WendersWelt

#3

Das Taxi biegt um die Ecke. Sie wird gegen die Tür gedrückt, sie ist nicht angeschnallt. Hatte es vergessen und wird sich auch bis zum Aussteigen nicht daran erinnern. Was sollte sie den Leuten sagen? Sie wusste, dass sie die Wahrheit nicht glauben würden, so wie sie sie zuerst nicht glauben wollte. Also brauchte sie eine glaubwürdige Lüge.

Sie musste rasch handeln, denn es blieb keine Zeit mehr. Hatte sie Geld dabei? Sie kramt in ihrer Manteltasche, zwei Zehneuroscheine werden reichen… aber Moment, das war gar nicht ihr Mantel.
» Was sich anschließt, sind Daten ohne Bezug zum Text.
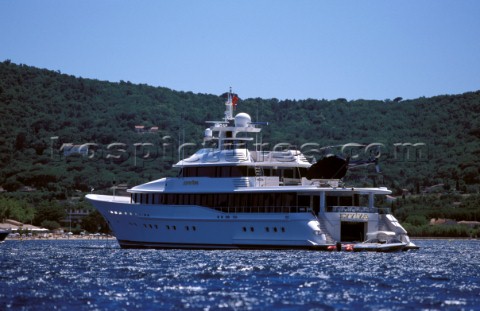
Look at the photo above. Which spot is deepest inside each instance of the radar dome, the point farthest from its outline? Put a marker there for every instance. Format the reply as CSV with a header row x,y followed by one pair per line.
x,y
242,120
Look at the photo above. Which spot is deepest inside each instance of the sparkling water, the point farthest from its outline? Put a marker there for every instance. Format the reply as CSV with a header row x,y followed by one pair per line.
x,y
98,275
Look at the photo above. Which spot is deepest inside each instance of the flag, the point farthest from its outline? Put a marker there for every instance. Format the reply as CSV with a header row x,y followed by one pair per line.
x,y
234,100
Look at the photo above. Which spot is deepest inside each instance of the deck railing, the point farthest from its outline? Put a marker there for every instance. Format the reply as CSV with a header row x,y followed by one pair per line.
x,y
358,209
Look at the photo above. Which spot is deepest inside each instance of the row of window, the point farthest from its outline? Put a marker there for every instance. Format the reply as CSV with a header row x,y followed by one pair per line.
x,y
222,201
242,171
194,228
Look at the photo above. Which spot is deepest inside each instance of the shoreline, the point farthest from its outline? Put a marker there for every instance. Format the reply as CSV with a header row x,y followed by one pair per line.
x,y
109,237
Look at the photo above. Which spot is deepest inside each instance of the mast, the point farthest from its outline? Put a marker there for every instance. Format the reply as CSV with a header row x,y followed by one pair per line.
x,y
229,106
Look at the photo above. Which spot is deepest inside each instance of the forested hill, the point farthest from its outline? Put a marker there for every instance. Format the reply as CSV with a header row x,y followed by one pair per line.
x,y
424,142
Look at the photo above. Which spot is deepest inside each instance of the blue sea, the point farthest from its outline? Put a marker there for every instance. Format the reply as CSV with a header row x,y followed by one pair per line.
x,y
98,275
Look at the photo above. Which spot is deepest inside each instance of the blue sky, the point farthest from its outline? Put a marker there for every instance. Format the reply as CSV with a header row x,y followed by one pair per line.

Sie war viel zu hastig aus dem Lokal aufgebrochen, nachdem ihr Wender ausgerechnet im Spiegel der Damentoilette aufgelauert hatte. „Na, hast Du mich vermisst?“ „Geh weg, oder…“ „Oder was? Willst Du mir drohen, mein Schatz?“ Er war sichtlich bester Laune und ohne Sorge, dass sie ihm je entkommen würde. Aber sie hatte einen Plan, von dem er, wie sie hoffte, noch nichts wusste. Sie hatte ihn damals gerufen, ja, aber sie konnte ihn auch wieder los werden. Wenn  alles klappte.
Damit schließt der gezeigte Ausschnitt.